Myth: Running is bad for your knees
Fact: A Stanford University study found that older runners' knees were no less healthy than those of people who don't run. While running is safer on the joints than contact sports like football, it's not totally harmless. Did you know that women are four to six times as likely to be at risk of serious knee injuries from running as men? This is because women tend to have an imbalance in the strength ratio between their quadriceps and hamstrings, which can increase the risk of ACL injuries. For women who enjoy running, I recommend doing a total body strength workout at least twice a week in addition to your regular jogs to help build up the muscles that support the knees. When you incorporate cross training to your weekly exercise routine, you are likely able to improve your running time, while decreasing the chance of injury.

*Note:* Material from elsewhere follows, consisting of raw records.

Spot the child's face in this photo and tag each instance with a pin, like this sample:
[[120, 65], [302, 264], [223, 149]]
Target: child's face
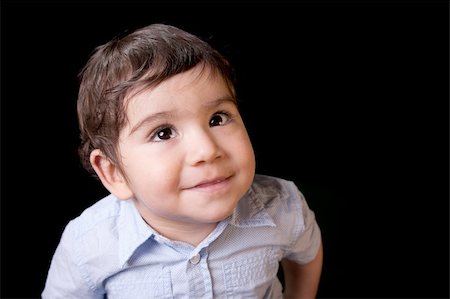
[[185, 150]]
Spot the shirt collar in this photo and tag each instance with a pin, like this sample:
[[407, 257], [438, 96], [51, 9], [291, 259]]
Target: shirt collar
[[134, 231]]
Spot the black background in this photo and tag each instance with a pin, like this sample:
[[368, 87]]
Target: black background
[[348, 99]]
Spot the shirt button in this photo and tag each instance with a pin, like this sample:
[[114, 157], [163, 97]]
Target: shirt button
[[195, 259]]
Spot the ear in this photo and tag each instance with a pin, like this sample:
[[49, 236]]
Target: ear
[[110, 175]]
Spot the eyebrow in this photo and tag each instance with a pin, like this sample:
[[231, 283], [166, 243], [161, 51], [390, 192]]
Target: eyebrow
[[171, 114]]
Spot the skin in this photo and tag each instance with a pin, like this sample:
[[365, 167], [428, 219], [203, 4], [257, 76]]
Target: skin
[[186, 156], [186, 161]]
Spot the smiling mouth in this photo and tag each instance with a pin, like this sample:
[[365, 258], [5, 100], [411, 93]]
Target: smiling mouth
[[211, 184]]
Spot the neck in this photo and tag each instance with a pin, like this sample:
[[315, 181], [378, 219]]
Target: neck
[[189, 233]]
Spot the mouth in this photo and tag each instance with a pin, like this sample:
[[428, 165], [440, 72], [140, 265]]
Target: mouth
[[211, 184]]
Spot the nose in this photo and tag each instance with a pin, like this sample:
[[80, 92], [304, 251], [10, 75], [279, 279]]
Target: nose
[[202, 147]]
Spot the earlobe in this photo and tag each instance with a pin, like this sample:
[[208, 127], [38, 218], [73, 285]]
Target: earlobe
[[110, 175]]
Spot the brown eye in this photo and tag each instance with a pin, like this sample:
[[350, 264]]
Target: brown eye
[[163, 134], [219, 119]]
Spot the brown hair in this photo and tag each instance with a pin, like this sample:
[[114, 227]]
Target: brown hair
[[142, 59]]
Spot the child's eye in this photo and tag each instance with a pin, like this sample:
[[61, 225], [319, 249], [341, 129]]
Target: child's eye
[[162, 134], [219, 119]]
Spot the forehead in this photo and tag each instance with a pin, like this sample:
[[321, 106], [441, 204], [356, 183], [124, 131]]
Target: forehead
[[196, 86]]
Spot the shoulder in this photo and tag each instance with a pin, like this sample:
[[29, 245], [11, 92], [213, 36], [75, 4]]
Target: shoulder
[[101, 215], [270, 190]]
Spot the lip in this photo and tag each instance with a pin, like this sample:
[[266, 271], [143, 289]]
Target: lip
[[211, 184]]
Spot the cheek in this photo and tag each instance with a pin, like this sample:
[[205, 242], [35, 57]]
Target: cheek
[[153, 176]]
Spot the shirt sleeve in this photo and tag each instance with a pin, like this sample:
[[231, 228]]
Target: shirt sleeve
[[65, 277], [307, 234]]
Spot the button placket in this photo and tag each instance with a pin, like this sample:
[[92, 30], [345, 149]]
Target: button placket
[[195, 259]]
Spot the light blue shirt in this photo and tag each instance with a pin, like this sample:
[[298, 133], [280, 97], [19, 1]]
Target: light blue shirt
[[110, 252]]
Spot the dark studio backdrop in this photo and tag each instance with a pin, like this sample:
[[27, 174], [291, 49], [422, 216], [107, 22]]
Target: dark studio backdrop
[[347, 99]]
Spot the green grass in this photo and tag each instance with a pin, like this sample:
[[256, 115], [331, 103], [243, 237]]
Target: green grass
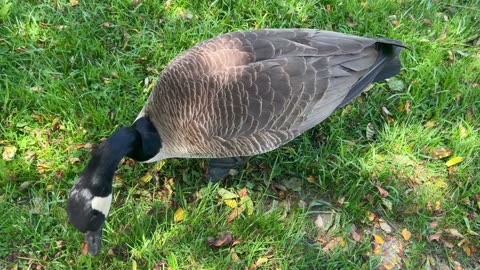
[[71, 75]]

Myth: You need to exercise and sweat for 45 minutes straight to get a health benefit.
Fact: Even if you've got just half an hour to spare a day—or a mere 10 minutes—you have more than enough time to improve your cardiovascular health. More and more studies are pointing to the power of short workouts—and some even suggest that quick, more intense sessions could be better for you. In research from Arizona State University published last year, people had consistently lower blood pressure readings on average when they split their daily walk into three 10-minute segments rather than tackling one 30-minute stroll. But while this may be enough to keep up your general health, you'll still need to get more active most days of the week if you're trying to drop some pounds. I recommend aiming for at least 250 minutes of moderate to vigorous exercise every week to get the best results in terms of weight loss.
Myth: If I cut back on sleep and get up early to get to the gym, I’ll lose more weight
Fact: Skipping sleep can CAUSE weight gain.
Women in an American Journal of Epidemiology study who slept less than seven hours every night were more likely to gain weight; other research has shown that even partial sleep deprivation increases your body’s production of the hormone ghrelin, which triggers hunger and increased eating. If you want to exercise in the morning, be sure to get to bed early the night before so that you don’t miss out on any sleep.